“Masa, anak-anak sekolah sudah masuk, nasib anak saya masih di ujung tanduk, mungkin ini cara menolak secara halus”, pikir saya.
Saya anggap bahwa sekolah yang kedua tidak menerima kedatangan siswa pindahan. Tanpa pikir panjang dan menunggu waktu lama, saya pun teringat ada SD di kawasan Kampung Jawa Denpasar. Laju sepeda gayung seakan tidak terkendali bersama anak saya. Rasa lelah telah menyelimuti dan keringat dingin mulai menetes. Saya berharap bahwa guru-guru sekolah yang dituju belum pulang.
Kenyataannya, gerbang sekolah tersebut telah terkunci. Saya lihat plang sekolah yang agak tertutup oleh dedaunan, “SD No, 8 Dauh Puri Denpasar”. Saya terkulai lemas tak berdaya, capai, pusing dan jantung berdenyut semakin kencang. Pikirannya cuma satu, bisakah anak saya bersekolah? Petualangan mencari SD yang baru masih berlangsung besok pagi.
****
Seperti biasanya, saya menyiapkan segala sesuatu yang diperlukan untuk mencari sekolah anak. Rapor dan Surat Mutasi tidak ketinggalan. Agenda yang sudah dirancang adalah menemui guru atau Kepala Sekolah SD No. 8 Dauh Puri Denpasar. Kami diterima dengan senang hati oleh guru-guru yang ada. Tetapi, informasi yang kami terima di luar perkiraan. Seorang ibu guru menjawab dengan senyuman.
“Maaf pak, kalau kelas tiganya sudah penuh, tidak ada yang kosong. Malah yang ada kosong satu bangku adalah kelas empat. Anaknya tidak naik kelas. Mau, anak Bapak masuk kelas empat?”
Saya tidak tahu secara persis apakah yang menjawab kegelisahan saya seorang guru biasa atau Kepala Sekolahnya. Tetapi, dengan ketegasan dan penampilannya, saya memprediksi sepertinya memang Kepala Sekolah. Saya dibuat bingung, betapa tidak yang dicari kelas tiga yang kosong malah ditawarin kelas empat.

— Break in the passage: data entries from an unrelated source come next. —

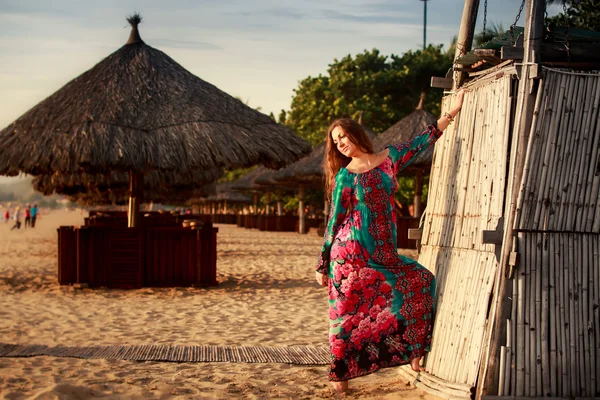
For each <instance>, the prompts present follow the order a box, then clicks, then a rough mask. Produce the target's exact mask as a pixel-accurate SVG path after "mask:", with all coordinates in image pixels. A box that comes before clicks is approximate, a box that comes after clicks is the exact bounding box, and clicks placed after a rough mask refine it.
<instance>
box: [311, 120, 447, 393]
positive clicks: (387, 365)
mask: <svg viewBox="0 0 600 400" xmlns="http://www.w3.org/2000/svg"><path fill="white" fill-rule="evenodd" d="M440 135H441V132H440V131H439V130H437V128H435V127H434V126H430V127H429V128H428V130H427V131H425V132H423V133H422V134H421V135H419V136H417V137H415V138H414V139H413V140H412V141H410V142H408V143H404V144H401V145H397V146H390V147H389V156H388V157H387V158H386V159H385V160H384V162H383V163H382V164H380V165H379V166H377V167H376V168H374V169H372V170H370V171H367V172H364V173H361V174H355V173H351V172H350V171H348V170H346V169H345V168H342V169H341V170H340V171H339V172H338V174H337V176H336V179H335V185H334V188H333V193H332V207H331V210H330V214H329V220H328V224H327V229H326V232H325V235H324V238H323V246H322V248H321V254H320V256H319V261H318V265H317V271H319V272H321V273H325V274H328V275H329V278H330V279H329V319H330V329H329V345H330V349H331V369H330V373H329V379H330V380H333V381H344V380H348V379H352V378H355V377H358V376H362V375H366V374H370V373H372V372H375V371H377V370H379V369H381V368H386V367H392V366H397V365H402V364H407V363H408V362H410V360H411V359H413V358H414V357H418V356H422V355H423V354H424V353H425V352H426V351H428V349H429V346H430V343H431V335H432V328H433V313H434V293H435V278H434V277H433V275H432V274H431V272H429V271H428V270H427V269H425V268H424V267H423V266H421V265H420V264H418V263H417V262H415V261H413V260H409V259H407V258H404V257H401V256H399V255H398V252H397V247H396V224H395V220H394V217H393V215H394V214H393V207H394V195H395V192H396V190H397V188H398V183H397V181H396V177H395V175H396V173H397V172H398V171H400V170H401V169H402V168H405V167H406V166H407V165H409V164H410V162H411V161H412V160H413V159H414V157H415V156H417V155H418V154H419V153H420V152H421V151H423V150H425V149H426V148H427V147H428V146H429V145H430V144H432V143H434V142H435V140H437V138H439V137H440Z"/></svg>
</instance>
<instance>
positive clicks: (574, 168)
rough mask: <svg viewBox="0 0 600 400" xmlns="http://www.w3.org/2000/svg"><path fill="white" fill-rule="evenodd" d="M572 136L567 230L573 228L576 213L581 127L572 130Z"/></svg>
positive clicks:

Andaikata, saya terima penawaran tersebut apa otak anak saya mampu untuk menerimanya. Bukan hanya itu, apakah permasalahan tidak akan timbul di kemudian hari setelah menjalaninya. Oleh karena itu, kesempatan yang ada tidak sesuai dengan apa yang saya harapkan. Saya anggap, keberuntungan belum datang.
Sampai di sini, saya mengalami putus asa dan bingung apa yang harus saya lakukan selanjutnya. Roman muka anak saya kelihatan semakin putus asa. Gundah gulana seperti apa yang saya alami. Tetapi, sekali lagi saya tetap menyemangati hatinya bahwa masih ada kesempatan di depan. Meskipun, dalam hati kecil sudah campur aduk mau kemana lagi SD yang saya tuju.
Sudah tiga SD menolak Surat Mutasi yang selalu saya bawa ke mana-mana. Apakah nasibnya berakhir tragis, tidak sekolah atau menunggu tahun depan?. Tidak, saya tidak mau hal ini terjadi. Dalam keputusasaan, pedal sepeda gayung sepertinya begitu berat untuk digenjot. Ditambah lagi beban boncengan anak saya. Saya selalu tunjukkan sifat optimis di hadapan anak. Dalam perjalanan pulang tanpa hasil, saya melihat petunjuk nama sekolah. “SD 24 Pemecutan” sebelah kiri jalan yang masuk ke gang kurang lebih 100 meter. Sebenarnya, saya pun sudah tidak bernafsu untuk menjajal keberuntungan karena jarum jam sudah menunjukan waktu pulang sekolah.